Our emails will come from the automated email address you may want to add this to your email Address Book/Contact List to assist your PC email software, and Anti-virus to not block our emails and attachments. (This mailbox is not monitored for return emails)”

Change of Payment Details

If you want to change the bank details the Housing Benefit is paid into, please complete and return the change of payment details to the Housing Benefit office dealing with your payments.

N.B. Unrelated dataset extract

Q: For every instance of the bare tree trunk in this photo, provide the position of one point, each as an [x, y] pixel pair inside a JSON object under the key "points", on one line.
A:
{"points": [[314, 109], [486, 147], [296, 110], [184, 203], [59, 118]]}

How a landlord can help with new claims

Processing claims promptly can do much to prevent tenants falling into arrears at the start of the tenancy.
To speed up the processing of new claims, you should:

Information and evidence required

In addition to the information and evidence that your tenant must provide, a private landlord must complete a Certificate of Occupation (contained in your tenant's Housing Benefit claim form) giving details about the tenancy.
Your tenant may also be asked to provide proof of tenancy, the statement of tenancy terms, tenancy agreement or rent book. It may be necessary for some claimants to be visited before their claim is processed and if a successful home visit cannot be carried out then this can delay the processing of the claim.
You may find the following documents useful if you are a private landlord that is considering renting a property to a tenant

Landlord Registration Scheme

On the 25th February 2015, the Landlord Registration Scheme became effective. All landlords letting a private property in Northern Ireland must register before the letting of a new tenancy. Where there is an existing tenancy, a landlord must register within 12 months from the commencement of the Registration Scheme. As a landlord you must provide accurate up-to-date information about yourself and your properties.
If you do not register you may be committing an offence and may be issued with a penalty of up to £2,500.